Womanindonesia.co.id – Kesehatan jiwa memiliki prioritas rendah di negara-negara Asia Tenggara, termasuk Indonesia, dan membangun basis pengetahuan kesehatan jiwa, termasuk depresi, di negara-negara Asia Tenggara merupakan salah satu prioritas terendah saat ini.
Depresi juga tidak dipahami dengan baik di Asia Tenggara, stigma dan kesadaran yang rendah menghambat akses pasien terhadap pengobatan. Akibatnya, pasien terus-menerus merasa frustrasi dan tidak berdaya.
Kurangnya pemahaman akan perbedaan tentang jenis depresi di antara pasien, perawat, dan profesional medis umum pada akhirnya membuat gejala dan pengalaman sering dianggap sama untuk setiap penderita.
Depresi itu seperti samudera dan lautan biru yang sangat luas, semakin dalam kita masuki akan semakin gelap, dan semakin dekat ke permukaan akan ada peluang lebih baik untuk bertahan hidup.
Gangguan depresi mempengaruhi 86 juta orang di Asia Tenggara dan itu hanyalah puncak gunung es dari pasien yang sadar dan paham akan depresi. Pada umumnya, orang mengira mereka tahu tentang depresi, tetapi mereka tidak memahaminya.
Penanganan depresi saat ini di Asia baru menyentuh puncak gunung es. Bahkan, terdapat stigma sosial seputar depresi di Asia Tenggara, termasuk Indonesia masyarakat terus menstigmatisasi (memberikan stigma negatif) orang dengan depresi karena alasan budaya, agama, atau profesional. Hal ini dapat menyebabkan pasien merasa malu, minder dan merasa tidak diterima.
Di Indonesia, data Riset Kesehatan Dasar (Riskesdas) 2018 menunjukkan lebih dari 19 juta penduduk berusia lebih dari 15 tahun mengalami gangguan jiwa emosional, dan lebih dari 12 juta penduduk berusia lebih dari 15 tahun mengalami depresi.
Psikiater dr. Eva Suryani, Sp.KJ mengatakan bahwa kondisi penderita gangguan kesehatan jiwa, termasuk depresi dapat menjadi lebih buruk. Depresi itu seperti samudera biru yang dalam. Orang dengan depresi sering merasa seperti tenggelam di bawah ombak.
Depresi juga datang pada berbagai tingkat kedalaman; semakin dalam depresinya, semakin gelap warnanya. Orang harus menyadari bahwa memahami kondisi dan gejalanya dapat membantu pasien.
“Ketidakseimbangan kimia dapat menyebabkan depresi, namun depresi dapat dikelola dan diobati oleh tenaga kesehatan profesional,” kata dr. Eva pada peluncuran Kampanye Edukasi Tentang Depresi #MoreThanBlue oleh Johnson & Johnson Indonesia Sabtui (10/12) di Jakarta.

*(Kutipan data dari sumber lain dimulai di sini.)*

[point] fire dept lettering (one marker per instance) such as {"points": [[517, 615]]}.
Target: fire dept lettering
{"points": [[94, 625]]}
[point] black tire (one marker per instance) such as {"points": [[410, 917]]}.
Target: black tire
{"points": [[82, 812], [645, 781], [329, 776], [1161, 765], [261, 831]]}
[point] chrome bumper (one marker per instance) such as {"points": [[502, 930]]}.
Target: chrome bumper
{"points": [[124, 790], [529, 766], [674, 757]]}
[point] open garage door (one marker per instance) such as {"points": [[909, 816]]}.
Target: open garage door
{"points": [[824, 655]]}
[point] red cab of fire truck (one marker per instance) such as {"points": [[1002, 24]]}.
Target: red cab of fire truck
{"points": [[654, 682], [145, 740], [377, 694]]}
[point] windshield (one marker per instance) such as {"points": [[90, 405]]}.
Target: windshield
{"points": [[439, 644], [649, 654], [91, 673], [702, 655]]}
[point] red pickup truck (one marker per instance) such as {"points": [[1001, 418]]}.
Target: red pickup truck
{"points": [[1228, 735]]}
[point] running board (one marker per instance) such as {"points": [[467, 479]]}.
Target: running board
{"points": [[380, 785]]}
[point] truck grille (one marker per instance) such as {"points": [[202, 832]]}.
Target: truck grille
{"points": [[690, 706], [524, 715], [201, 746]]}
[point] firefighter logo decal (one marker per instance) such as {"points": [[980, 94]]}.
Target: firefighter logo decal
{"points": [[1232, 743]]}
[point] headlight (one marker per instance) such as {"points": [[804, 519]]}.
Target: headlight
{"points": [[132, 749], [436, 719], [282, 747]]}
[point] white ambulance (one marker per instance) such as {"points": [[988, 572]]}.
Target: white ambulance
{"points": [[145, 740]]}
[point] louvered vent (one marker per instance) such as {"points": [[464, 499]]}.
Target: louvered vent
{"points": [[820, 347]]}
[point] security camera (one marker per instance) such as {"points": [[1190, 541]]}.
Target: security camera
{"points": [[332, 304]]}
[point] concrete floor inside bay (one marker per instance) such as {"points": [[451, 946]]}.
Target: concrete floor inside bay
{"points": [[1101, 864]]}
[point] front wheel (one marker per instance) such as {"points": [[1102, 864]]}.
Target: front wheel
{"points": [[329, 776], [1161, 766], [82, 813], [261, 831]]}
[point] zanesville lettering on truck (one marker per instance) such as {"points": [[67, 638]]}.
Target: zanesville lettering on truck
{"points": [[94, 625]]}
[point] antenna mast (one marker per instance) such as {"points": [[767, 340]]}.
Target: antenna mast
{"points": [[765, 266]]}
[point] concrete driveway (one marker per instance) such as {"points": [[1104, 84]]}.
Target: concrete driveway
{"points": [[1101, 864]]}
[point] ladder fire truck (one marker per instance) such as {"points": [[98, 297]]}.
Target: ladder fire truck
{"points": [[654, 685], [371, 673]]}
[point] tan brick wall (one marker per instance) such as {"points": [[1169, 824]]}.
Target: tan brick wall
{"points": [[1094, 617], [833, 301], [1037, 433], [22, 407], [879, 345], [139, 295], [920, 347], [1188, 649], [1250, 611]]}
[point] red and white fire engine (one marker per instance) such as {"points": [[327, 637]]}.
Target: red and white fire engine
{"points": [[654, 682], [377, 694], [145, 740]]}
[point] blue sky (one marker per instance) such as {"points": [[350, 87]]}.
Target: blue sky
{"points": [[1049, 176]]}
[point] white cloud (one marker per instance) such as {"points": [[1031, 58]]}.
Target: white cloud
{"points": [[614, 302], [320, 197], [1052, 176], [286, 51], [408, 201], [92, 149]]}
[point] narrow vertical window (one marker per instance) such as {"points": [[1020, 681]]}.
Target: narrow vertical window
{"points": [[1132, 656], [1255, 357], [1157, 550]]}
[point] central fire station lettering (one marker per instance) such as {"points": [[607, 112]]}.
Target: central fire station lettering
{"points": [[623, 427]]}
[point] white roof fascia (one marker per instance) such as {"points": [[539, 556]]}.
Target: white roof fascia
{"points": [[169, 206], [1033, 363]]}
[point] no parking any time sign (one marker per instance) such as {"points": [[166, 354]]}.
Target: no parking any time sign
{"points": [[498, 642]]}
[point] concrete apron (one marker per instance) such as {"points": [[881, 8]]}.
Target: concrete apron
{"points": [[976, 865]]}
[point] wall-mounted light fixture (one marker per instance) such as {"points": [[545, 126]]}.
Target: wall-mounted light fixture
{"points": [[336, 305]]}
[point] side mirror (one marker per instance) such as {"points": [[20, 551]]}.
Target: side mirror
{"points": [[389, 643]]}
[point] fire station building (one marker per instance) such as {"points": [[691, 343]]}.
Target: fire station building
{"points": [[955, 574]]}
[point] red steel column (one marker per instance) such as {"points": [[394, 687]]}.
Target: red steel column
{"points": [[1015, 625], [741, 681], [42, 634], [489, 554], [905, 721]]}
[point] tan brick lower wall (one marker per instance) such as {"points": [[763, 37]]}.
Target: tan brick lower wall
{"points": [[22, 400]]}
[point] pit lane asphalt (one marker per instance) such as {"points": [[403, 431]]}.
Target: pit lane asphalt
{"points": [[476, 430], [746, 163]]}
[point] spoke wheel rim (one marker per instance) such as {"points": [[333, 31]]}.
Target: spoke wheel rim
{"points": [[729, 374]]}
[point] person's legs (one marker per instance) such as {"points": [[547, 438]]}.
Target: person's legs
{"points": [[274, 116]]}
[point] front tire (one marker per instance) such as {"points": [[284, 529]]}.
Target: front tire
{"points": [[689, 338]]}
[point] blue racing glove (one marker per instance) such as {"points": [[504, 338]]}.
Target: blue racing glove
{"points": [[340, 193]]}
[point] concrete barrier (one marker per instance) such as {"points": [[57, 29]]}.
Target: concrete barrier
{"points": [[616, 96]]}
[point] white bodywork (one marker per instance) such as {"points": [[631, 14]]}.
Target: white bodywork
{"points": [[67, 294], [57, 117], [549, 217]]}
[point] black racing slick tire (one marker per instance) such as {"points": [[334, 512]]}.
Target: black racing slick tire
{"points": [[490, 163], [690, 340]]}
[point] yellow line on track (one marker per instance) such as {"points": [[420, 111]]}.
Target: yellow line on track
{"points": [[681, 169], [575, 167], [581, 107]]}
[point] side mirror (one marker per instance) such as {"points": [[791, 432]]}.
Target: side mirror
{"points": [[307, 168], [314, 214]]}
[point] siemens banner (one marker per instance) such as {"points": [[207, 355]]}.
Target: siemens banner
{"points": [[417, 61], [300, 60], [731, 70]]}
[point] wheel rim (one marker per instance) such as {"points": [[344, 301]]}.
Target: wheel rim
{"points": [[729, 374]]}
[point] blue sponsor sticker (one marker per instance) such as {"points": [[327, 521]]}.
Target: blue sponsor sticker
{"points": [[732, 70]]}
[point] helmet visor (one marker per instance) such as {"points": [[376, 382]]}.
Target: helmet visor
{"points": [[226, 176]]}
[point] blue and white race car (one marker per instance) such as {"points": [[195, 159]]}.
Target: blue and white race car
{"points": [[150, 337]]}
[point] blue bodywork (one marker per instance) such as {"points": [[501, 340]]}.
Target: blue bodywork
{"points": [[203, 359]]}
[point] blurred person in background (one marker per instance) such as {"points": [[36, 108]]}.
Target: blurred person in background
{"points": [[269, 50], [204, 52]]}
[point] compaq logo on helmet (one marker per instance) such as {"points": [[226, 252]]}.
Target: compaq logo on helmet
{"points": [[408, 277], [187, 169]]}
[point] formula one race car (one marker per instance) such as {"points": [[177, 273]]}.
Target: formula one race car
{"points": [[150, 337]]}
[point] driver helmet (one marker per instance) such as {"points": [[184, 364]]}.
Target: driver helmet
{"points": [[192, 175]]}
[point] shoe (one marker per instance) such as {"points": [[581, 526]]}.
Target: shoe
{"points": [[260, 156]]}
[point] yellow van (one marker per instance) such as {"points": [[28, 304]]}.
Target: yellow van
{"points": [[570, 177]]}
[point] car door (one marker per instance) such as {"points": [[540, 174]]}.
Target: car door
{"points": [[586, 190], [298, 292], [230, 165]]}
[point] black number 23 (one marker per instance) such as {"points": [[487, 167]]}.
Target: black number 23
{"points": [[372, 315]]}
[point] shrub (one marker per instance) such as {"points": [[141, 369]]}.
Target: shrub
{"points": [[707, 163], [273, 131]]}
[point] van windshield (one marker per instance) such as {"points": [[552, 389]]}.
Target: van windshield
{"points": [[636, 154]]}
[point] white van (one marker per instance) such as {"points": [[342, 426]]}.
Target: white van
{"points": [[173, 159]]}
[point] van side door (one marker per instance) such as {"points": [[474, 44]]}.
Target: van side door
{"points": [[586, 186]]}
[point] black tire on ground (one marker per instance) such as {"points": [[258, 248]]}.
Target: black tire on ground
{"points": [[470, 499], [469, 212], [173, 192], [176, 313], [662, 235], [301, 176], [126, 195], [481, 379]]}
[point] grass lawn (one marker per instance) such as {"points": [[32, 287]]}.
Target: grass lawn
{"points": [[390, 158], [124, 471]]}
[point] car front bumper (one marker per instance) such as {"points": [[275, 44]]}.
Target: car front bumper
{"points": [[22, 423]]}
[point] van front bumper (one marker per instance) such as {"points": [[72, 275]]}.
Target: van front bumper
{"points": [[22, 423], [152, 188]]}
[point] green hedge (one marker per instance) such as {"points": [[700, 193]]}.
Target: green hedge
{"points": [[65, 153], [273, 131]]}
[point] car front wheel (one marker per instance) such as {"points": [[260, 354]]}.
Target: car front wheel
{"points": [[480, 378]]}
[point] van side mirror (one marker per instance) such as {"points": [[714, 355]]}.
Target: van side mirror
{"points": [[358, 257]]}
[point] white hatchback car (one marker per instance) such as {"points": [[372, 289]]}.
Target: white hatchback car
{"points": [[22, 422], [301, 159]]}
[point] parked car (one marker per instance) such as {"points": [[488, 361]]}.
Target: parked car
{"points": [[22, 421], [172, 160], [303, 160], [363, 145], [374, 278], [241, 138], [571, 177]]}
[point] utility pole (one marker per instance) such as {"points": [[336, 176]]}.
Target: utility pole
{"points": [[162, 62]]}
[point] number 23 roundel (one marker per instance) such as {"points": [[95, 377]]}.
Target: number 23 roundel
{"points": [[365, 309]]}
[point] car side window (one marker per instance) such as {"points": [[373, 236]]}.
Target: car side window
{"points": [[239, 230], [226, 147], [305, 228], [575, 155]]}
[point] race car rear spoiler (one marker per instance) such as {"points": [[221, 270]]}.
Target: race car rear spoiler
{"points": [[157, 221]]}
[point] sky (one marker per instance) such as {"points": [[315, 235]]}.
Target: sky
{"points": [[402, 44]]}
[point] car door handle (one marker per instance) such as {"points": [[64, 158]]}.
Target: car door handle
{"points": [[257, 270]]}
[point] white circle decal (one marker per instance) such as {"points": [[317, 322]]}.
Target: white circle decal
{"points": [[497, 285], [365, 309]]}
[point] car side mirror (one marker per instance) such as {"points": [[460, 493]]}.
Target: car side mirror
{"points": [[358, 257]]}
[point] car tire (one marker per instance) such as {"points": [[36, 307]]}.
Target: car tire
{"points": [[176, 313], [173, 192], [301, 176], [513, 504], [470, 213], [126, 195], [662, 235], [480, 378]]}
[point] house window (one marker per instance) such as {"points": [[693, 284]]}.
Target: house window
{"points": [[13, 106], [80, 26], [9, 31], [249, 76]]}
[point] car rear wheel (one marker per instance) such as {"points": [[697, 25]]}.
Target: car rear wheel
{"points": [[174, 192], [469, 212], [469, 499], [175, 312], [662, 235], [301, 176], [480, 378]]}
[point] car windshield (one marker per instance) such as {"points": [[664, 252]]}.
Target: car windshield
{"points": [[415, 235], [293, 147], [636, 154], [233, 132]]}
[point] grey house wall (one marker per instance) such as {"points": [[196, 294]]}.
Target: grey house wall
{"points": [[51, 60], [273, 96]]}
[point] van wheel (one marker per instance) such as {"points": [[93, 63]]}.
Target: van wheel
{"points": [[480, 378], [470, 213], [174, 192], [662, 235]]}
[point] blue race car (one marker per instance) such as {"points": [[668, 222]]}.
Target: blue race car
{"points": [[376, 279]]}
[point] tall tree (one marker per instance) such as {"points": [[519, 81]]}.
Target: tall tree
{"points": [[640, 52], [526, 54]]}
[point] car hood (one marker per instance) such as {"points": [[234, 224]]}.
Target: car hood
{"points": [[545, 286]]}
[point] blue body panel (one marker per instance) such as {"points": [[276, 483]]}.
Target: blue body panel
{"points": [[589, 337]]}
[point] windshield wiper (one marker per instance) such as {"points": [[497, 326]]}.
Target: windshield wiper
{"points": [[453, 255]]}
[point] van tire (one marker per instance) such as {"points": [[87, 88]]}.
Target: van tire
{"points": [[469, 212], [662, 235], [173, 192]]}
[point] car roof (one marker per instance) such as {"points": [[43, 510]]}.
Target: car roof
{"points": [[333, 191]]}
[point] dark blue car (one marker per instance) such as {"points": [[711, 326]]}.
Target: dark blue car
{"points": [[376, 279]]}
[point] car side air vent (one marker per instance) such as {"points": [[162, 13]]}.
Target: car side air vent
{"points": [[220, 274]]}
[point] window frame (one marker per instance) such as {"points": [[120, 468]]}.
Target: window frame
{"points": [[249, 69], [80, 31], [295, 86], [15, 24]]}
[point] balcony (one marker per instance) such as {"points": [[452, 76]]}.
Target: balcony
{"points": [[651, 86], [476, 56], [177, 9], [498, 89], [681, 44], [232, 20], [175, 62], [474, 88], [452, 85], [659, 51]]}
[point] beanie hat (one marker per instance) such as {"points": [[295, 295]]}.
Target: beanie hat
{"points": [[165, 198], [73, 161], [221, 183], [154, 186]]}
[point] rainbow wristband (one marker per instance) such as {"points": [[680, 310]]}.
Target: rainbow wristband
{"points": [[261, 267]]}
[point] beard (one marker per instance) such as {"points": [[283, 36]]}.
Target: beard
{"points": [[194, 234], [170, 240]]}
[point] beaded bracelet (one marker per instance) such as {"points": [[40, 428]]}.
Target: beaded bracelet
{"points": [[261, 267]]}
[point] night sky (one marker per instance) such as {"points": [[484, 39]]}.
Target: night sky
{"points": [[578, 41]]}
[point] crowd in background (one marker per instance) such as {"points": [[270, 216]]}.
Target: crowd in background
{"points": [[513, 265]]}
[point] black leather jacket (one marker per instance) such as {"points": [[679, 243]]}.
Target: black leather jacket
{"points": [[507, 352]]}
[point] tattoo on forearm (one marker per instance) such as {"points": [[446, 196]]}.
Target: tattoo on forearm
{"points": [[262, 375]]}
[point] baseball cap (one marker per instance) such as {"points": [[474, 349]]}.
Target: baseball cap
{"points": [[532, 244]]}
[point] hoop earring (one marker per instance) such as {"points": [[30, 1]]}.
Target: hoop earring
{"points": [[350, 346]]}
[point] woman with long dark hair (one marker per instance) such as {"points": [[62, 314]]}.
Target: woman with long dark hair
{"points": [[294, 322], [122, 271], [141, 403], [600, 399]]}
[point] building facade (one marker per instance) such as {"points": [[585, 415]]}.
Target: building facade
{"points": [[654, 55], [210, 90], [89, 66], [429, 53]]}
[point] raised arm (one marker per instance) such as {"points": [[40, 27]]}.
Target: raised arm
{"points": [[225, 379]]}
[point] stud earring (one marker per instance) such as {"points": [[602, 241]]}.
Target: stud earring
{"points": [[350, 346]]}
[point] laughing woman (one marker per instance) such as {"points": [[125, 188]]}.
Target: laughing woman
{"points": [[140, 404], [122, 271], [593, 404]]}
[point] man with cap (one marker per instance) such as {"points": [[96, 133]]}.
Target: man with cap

Kampanye Edukasi Tentang Depresi #MoreThanBlue

Johnson & Johnson, di tingkat global telah berdedikasi untuk meningkatkan tingkat kesembuhan penderita gangguan jiwa selama lebih dari 60 tahun. Bahkan selama lebih dari setengah abad terakhir, Janssen Pharmaceutical Companies of Johnson & Johnson telah menemukan, mengembangkan, dan meluncurkan banyak pengobatan inovatif untuk kondisi yang memengaruhi otak dan sistem saraf pusat.
Johnson & Johnson juga memperluas akses ke perawatan kesehatan mental untuk populasi yang paling rentan dan kurang terlayani di dunia, dimulai di Rwanda. Selain itu, perusahaan juga mendukung program kesehatan mental yang menyediakan sumber daya untuk mendukung petugas kesehatan garis depan di seluruh dunia.